Be careful that the ping endpoint is not protected by any authentication mechanism, as it is necessary to know either the uuid or, in case you have created a slug for the check, the ping API key of the project. Both the uuid and the ping key are complex and random string that are hard to guess. Therefore you should not publicly share neither of them. To share a check and/or a project see the “Share a project” section.

To ping a check you can use curl from any terminal:

curl --retry 3 https://healthchecks.cloud.infn.it/ping/your-ping-url

However the real advantages of Healthchecks are that you can easily implement in your software sending the HTTP request, no matter of the programming language used, and that you include diagnostic information in the request body that Healthchecks will store.

Moreover, you can use the Healthchecks API to explicitly signal a failure or measure job execution time. To signal a failure you can either append */fail to the ping url or any exit code different from 0:

# Reports failure by appending the /fail suffix:
curl --retry 3 https://healthchecks.cloud.infn.it/ping/your-uuid-here/fail

# Reports failure by appending a non-zero exit status:
curl --retry 3 https://healthchecks.cloud.infn.it/ping/your-uuid-here/1

The latter approach is particularly useful when you want to report in the ping the exit status of a script or a program:

#!/bin/sh

/usr/bin/certbot renew
curl --retry 3 https://healthchecks.cloud.infn.it/ping/your-uuid-here/$?

To measure job execution time you can append */start to the ping url to start a timer that will be stopped by any success ping received.

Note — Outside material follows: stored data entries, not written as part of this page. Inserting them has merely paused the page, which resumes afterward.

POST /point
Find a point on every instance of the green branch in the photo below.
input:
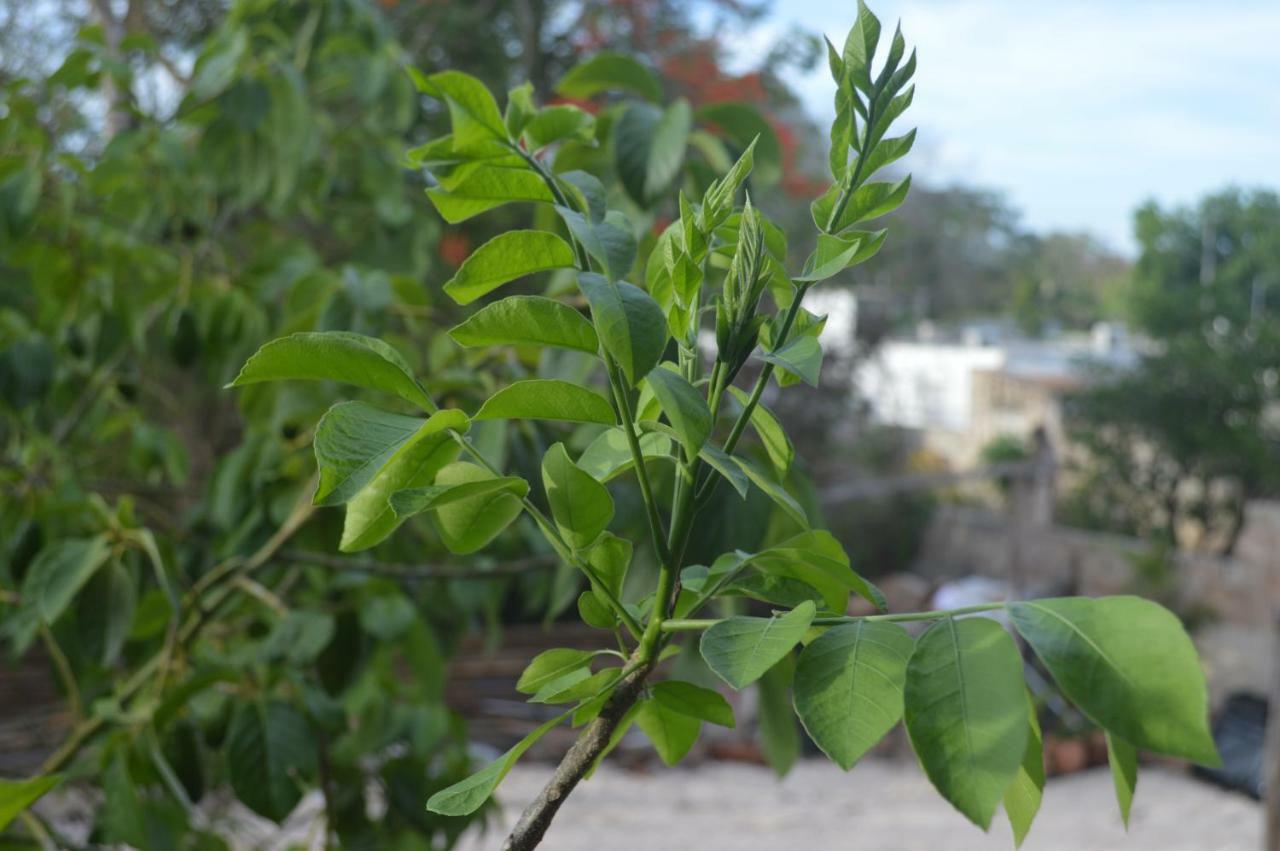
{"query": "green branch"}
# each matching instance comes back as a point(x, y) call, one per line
point(696, 625)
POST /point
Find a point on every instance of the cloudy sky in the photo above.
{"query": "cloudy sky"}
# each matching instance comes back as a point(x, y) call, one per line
point(1079, 109)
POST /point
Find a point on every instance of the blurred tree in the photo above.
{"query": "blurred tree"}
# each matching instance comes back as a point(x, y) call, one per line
point(178, 182)
point(1175, 445)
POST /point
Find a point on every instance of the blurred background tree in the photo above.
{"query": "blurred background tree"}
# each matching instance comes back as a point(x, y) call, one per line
point(1174, 447)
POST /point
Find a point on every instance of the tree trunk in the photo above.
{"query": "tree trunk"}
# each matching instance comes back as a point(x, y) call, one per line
point(577, 762)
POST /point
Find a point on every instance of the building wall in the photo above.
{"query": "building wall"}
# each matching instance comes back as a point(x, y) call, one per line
point(924, 385)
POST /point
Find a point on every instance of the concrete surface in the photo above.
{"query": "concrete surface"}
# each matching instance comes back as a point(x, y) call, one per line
point(878, 806)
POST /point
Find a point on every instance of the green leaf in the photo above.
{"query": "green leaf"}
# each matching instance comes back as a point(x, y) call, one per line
point(16, 796)
point(415, 501)
point(860, 46)
point(849, 687)
point(649, 147)
point(801, 357)
point(695, 701)
point(558, 123)
point(718, 198)
point(745, 126)
point(780, 736)
point(580, 504)
point(609, 454)
point(469, 525)
point(609, 71)
point(671, 732)
point(890, 150)
point(594, 612)
point(725, 465)
point(472, 111)
point(631, 325)
point(504, 259)
point(588, 191)
point(869, 201)
point(547, 399)
point(466, 796)
point(775, 492)
point(1129, 666)
point(270, 750)
point(611, 557)
point(59, 573)
point(1124, 773)
point(580, 685)
point(528, 320)
point(481, 187)
point(353, 442)
point(771, 433)
point(520, 109)
point(818, 559)
point(965, 710)
point(106, 609)
point(551, 666)
point(370, 517)
point(336, 356)
point(609, 242)
point(740, 649)
point(1024, 794)
point(684, 406)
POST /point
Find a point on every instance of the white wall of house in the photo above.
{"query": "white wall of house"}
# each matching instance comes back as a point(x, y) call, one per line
point(923, 384)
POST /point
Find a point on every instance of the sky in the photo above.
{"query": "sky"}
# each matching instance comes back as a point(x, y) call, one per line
point(1078, 110)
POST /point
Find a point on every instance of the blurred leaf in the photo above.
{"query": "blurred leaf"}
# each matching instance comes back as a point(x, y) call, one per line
point(684, 406)
point(649, 147)
point(16, 796)
point(630, 324)
point(528, 320)
point(270, 751)
point(1129, 666)
point(609, 71)
point(59, 572)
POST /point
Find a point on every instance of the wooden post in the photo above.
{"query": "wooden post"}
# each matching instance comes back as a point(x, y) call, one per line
point(1271, 750)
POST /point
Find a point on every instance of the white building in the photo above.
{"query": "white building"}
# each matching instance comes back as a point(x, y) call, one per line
point(967, 388)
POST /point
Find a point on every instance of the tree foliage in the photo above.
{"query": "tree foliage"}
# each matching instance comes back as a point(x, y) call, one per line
point(1175, 445)
point(959, 686)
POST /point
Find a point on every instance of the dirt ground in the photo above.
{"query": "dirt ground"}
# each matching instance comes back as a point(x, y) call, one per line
point(878, 806)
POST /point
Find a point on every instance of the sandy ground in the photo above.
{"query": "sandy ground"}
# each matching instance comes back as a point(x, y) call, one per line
point(878, 806)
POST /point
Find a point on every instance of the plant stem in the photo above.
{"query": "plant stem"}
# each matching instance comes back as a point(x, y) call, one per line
point(696, 625)
point(577, 762)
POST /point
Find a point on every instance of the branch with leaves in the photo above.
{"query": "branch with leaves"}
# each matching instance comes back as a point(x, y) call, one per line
point(657, 412)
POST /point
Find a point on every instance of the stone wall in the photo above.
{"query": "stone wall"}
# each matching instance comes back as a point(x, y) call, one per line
point(1234, 600)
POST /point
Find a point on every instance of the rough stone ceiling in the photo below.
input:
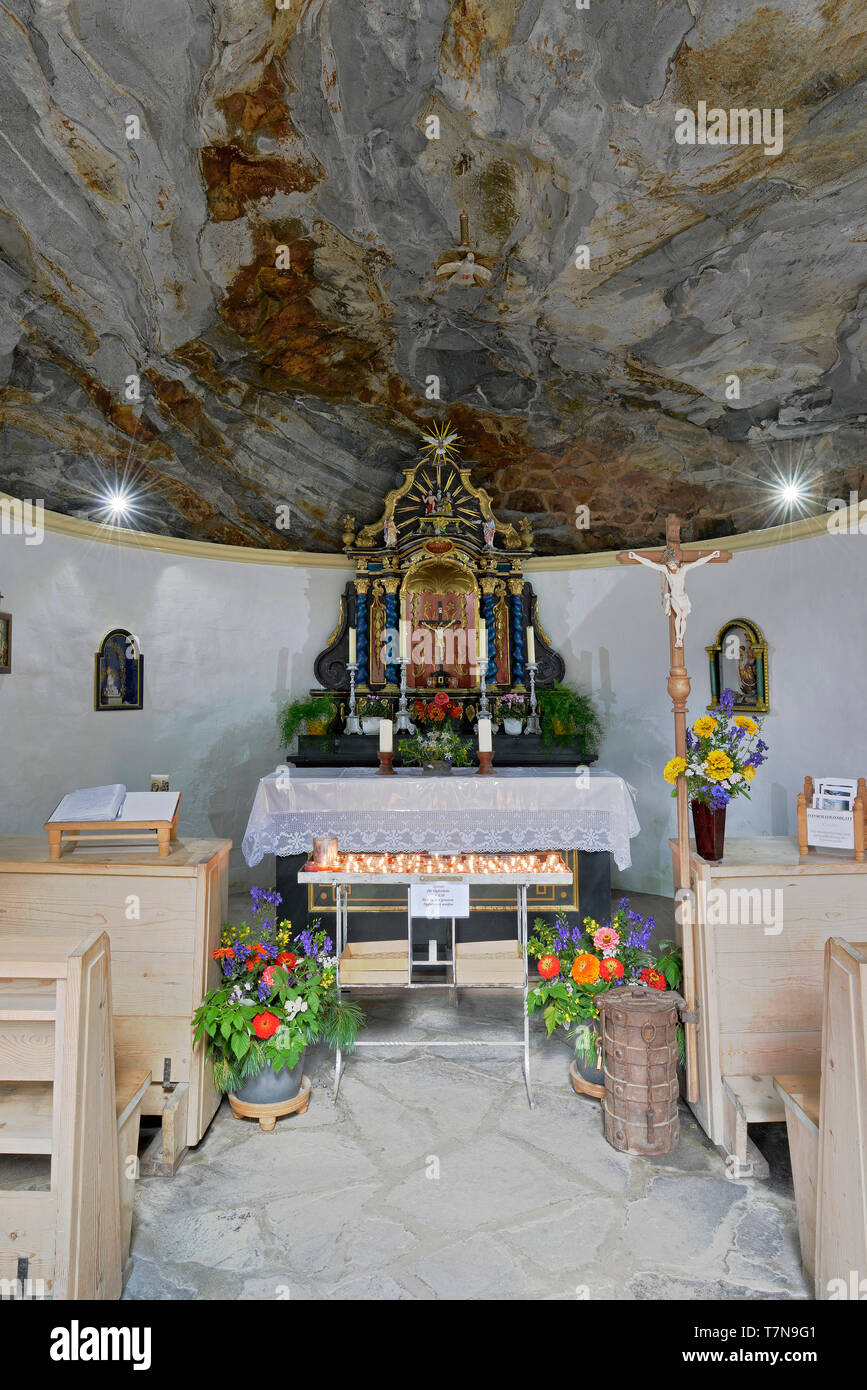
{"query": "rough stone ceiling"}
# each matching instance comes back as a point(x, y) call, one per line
point(275, 401)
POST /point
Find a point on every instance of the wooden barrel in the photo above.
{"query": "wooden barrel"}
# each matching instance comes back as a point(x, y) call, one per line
point(639, 1058)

# Starts a timer by appending the /start suffix:
curl --retry 3 https://healthchecks.cloud.infn.it/ping/your-uuid-here/start

# Stops the timer by sending a success ping:
curl --retry 3 https://healthchecks.cloud.infn.it/ping/your-uuid-here

You can see the execution time in the check details page, in the “Events” section.

Manage projects

Create a new project

To create a new project you can click on the “Create a new project” button in the homepage.

new project button

Fig 18: New project button

A pop-up will open where you can set the name of the project.

create a new project

Fig 19: Create a new project

You will be then redirected to the project page, where you can see all the checks in the project. Of course since the project is new, there will be no checks in it and a warning message will be shown. You can create a new check by clicking on the “Create a new check” button and following the procedure described above.

Another warning will appear on the “Integration” menu entry, as no integrations are enabled by default in a new project you create. Check next section to see how to enable them.

Add integrations

An important feature of Healthchecks is the possibility to send notifications about the checks to various third-party services. The main channel of communication is email, and it will be already enabled in the default project with the address associated in your AAI profile but for any new project you will have to enable it manually. In any case you can also setup multiple email addresses to notify for each project by adding another email integration or add any other service from those available in the integrations page.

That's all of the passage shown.